Garlic Supplementation for Gastric Ulcers in Horses

Herbal supplements designed to boost your horse’s health abound,, often containing ingredients such as ginger, garlic, yucca, devil’s claw, and more. Recently, Egyptian researchers reported* that garlic—an herb with a long and illustrious history in non-Western medicine—has gastroprotective effects and could potentially be used to help manage horses with gastric ulcers.

“Gastric ulcers in horses are common, affecting a substantial proportion of weanlings and athletic horses, including those treated with nonsteroidal anti-inflammatory drugs,” explained Kathleen Crandell, Ph.D., a Kentucky Equine Research (KER) nutritionist.

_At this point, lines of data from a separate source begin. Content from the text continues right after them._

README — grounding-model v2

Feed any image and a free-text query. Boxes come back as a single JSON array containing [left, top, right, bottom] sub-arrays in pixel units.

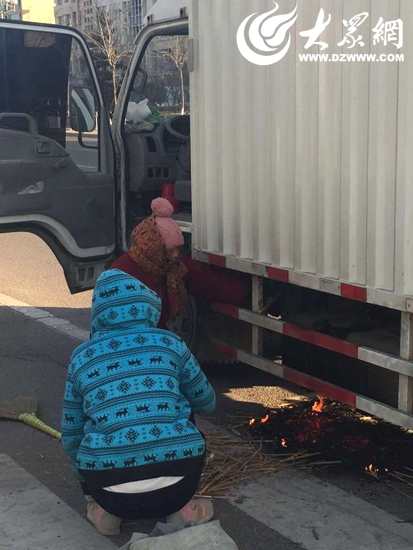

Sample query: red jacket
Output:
[[111, 252, 247, 328]]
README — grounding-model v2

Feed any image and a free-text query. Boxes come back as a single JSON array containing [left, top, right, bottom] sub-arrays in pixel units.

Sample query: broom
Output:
[[0, 397, 62, 441]]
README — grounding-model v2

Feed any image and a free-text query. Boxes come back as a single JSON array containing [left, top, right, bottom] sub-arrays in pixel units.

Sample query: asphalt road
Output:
[[0, 234, 413, 550]]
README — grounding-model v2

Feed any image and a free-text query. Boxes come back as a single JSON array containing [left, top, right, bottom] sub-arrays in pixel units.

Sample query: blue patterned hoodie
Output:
[[62, 270, 215, 486]]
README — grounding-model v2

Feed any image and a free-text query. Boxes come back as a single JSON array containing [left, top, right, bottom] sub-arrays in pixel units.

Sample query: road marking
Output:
[[0, 293, 90, 342], [0, 302, 413, 550], [0, 455, 117, 550], [235, 470, 413, 550]]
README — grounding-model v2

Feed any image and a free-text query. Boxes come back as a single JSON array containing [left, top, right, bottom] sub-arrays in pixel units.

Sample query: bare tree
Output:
[[159, 36, 188, 115], [84, 0, 132, 105]]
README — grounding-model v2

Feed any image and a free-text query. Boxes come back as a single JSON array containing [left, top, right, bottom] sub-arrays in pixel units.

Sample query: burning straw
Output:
[[198, 434, 313, 499], [246, 397, 413, 488]]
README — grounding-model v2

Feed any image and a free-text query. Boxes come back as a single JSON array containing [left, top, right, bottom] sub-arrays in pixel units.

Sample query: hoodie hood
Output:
[[92, 269, 162, 337]]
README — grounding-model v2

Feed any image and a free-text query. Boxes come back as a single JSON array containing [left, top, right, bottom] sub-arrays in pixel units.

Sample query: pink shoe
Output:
[[86, 500, 122, 537], [166, 498, 214, 525]]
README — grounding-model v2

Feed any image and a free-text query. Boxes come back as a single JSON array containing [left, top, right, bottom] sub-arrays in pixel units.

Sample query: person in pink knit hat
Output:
[[111, 198, 248, 328]]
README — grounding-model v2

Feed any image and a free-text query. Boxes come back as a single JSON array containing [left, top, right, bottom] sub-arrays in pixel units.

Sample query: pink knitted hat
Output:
[[151, 198, 184, 250]]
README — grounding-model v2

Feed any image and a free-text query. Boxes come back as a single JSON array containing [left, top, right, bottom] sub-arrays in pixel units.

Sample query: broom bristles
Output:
[[0, 397, 37, 420]]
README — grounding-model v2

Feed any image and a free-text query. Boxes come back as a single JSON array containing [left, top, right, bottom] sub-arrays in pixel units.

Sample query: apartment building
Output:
[[54, 0, 156, 36], [0, 0, 55, 24]]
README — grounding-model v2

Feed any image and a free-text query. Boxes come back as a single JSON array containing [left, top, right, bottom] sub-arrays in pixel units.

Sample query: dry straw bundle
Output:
[[198, 433, 314, 499]]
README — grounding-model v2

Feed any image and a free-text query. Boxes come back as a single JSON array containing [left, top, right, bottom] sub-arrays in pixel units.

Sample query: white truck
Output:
[[0, 0, 413, 429]]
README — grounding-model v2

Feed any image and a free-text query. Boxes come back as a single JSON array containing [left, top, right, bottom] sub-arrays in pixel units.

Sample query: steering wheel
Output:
[[165, 115, 190, 143]]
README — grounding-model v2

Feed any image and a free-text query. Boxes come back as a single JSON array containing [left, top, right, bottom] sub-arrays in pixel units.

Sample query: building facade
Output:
[[0, 0, 55, 24], [54, 0, 156, 36]]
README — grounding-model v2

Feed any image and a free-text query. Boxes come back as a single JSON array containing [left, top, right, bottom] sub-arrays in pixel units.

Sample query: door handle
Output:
[[53, 159, 69, 171], [36, 141, 52, 155]]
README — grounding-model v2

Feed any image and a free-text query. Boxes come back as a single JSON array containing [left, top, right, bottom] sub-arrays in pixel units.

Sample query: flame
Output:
[[311, 396, 324, 412], [364, 464, 389, 477], [237, 2, 298, 65]]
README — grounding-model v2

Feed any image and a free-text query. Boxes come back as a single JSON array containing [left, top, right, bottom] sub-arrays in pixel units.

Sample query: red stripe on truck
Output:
[[211, 302, 239, 319], [267, 267, 290, 283], [209, 254, 227, 267], [341, 283, 367, 302], [283, 323, 358, 359], [284, 367, 357, 408], [209, 340, 238, 361]]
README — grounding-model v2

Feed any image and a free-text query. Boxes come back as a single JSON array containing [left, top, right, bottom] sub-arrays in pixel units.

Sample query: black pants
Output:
[[81, 456, 204, 520]]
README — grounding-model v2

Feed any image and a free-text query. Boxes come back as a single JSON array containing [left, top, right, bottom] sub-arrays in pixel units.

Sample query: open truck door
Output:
[[0, 21, 119, 293]]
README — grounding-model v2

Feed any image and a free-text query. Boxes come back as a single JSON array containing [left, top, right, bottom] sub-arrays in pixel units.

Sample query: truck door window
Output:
[[124, 35, 191, 221], [0, 29, 99, 172], [127, 36, 189, 122]]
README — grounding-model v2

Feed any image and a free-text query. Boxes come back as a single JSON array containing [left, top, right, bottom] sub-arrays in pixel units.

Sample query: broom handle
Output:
[[17, 413, 62, 441]]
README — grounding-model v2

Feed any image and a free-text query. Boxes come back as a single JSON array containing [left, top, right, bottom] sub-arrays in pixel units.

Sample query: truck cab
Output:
[[0, 1, 191, 293]]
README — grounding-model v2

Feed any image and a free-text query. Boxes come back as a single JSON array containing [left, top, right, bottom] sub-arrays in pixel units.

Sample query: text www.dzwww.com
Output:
[[298, 53, 404, 63]]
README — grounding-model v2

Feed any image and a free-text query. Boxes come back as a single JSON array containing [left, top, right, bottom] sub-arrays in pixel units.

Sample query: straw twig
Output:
[[198, 434, 319, 499]]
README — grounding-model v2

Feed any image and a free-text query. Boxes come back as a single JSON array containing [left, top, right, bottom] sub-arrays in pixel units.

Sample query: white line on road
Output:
[[0, 293, 413, 550], [236, 470, 413, 550], [0, 293, 89, 342]]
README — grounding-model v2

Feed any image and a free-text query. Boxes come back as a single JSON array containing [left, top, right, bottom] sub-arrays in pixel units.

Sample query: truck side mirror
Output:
[[69, 88, 96, 133], [133, 67, 148, 94]]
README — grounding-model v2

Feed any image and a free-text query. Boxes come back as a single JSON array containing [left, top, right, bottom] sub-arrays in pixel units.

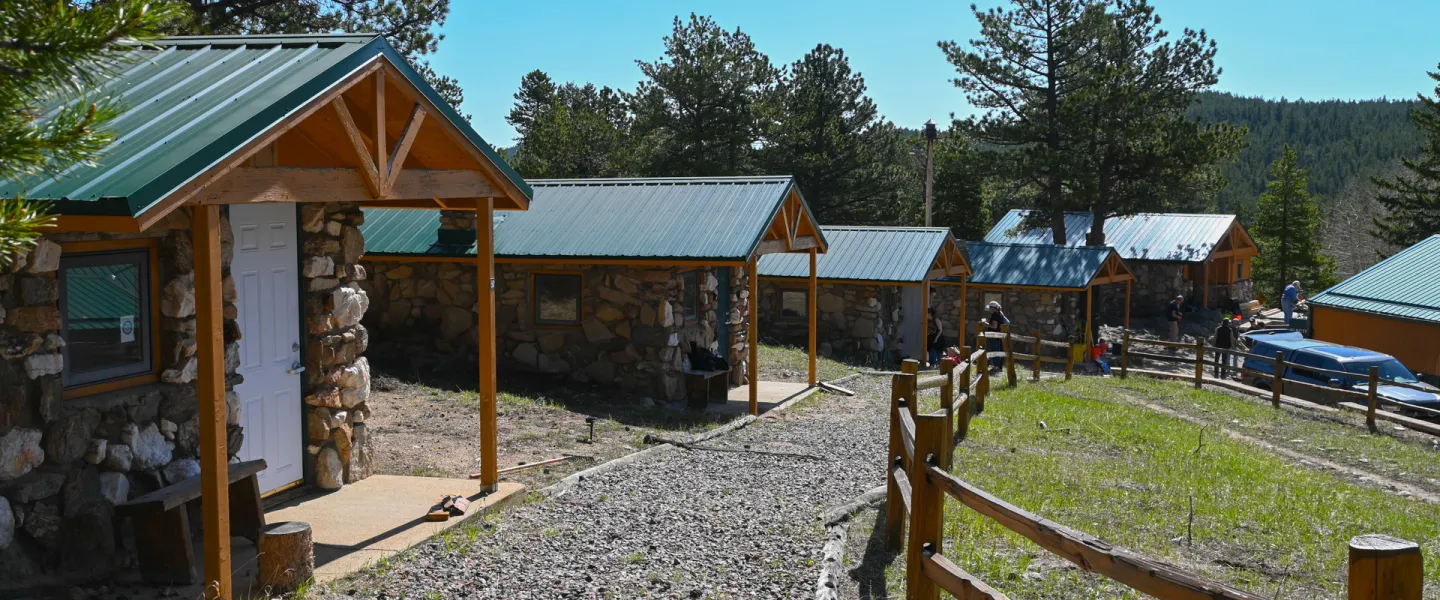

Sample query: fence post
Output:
[[1195, 338, 1205, 390], [1348, 534, 1426, 600], [1365, 364, 1380, 432], [1001, 325, 1015, 387], [906, 414, 949, 600], [1270, 350, 1284, 409], [1030, 329, 1043, 381], [1120, 328, 1130, 380]]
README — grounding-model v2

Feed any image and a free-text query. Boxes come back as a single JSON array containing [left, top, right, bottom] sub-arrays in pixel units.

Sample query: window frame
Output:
[[775, 286, 809, 322], [55, 237, 161, 400], [680, 269, 700, 322], [530, 271, 585, 329]]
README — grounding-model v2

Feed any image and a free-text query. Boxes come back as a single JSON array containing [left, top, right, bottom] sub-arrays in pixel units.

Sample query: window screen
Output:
[[534, 273, 580, 325], [680, 271, 700, 319], [59, 250, 154, 387], [780, 289, 809, 319]]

Achieving a diagnosis of gastric ulcers in horses relies on clinical signs, such as colic, diarrhea, poor appetite, dull coat, decreased performance, behavior changes, and gastroscopy, which involves the use of a flexible endoscope to visualize the lining of the stomach. In terms of treatment, owners have only omeprazole and nutritional management to turn to.

Considering the prevalence of gastric ulcers in many species and the lack of effective medications, the Egyptian research team turned its attention to garlic, which has been used throughout history to treat a variety of ailments. In the study, aged garlic extract (AGE) was selected and supplemented to rats before inducing the formation of gastric ulcers.

Researchers found that AGE had a protective effect on the lining of the stomach that was similar to omeprazole. This prompted researchers to conclude that AGE proved a promising gastroprotective role in gastric ulcers.

“As with all herbal supplements, choose products wisely and discuss their use with your veterinarian to ensure there are no herb-nutrient-drug interactions to consider,” advised Crandell.  “Not all research on garlic supplementation in horses has been positive, and a study** on long-term supplementation found it to cause Heinz body anemia.”

Until further research demonstrates both safety and efficacy of garlic in horses with gastric ulcers, Crandell recommends the use of scientifically proven products to support gastrointestinal health, including RiteTrac, available in the U.S. This product quickly neutralizes excessive gastric acid, protecting the stomach lining and restoring the normal gastric environment,” advises Crandell. In addition, RiteTrac moderates the pH of the hindgut, which decreases incidence of acidosis and signs associated with it, including poor appetite, unpleasant disposition, and mild diarrhea.

Australian horse owners are advised to look for these research-proven gastrointestinal-support products.

*El-Ashmawy, N.E., E.G. Khedr, H.A. El-Bahrawy, et al. 2016. Gastroprotective effect of garlic in indomethacin induced gastric ulcer in rats. Nutrition. 32:849-854.

**Pearson, W., H.J. Boermans, W.J. Bettger, et al. 2005. Association of maximum voluntary dietary intake of freeze-dried garlic with Heinz body anemia in horses. American Journal of Veterinary Research. 66(3):457-465.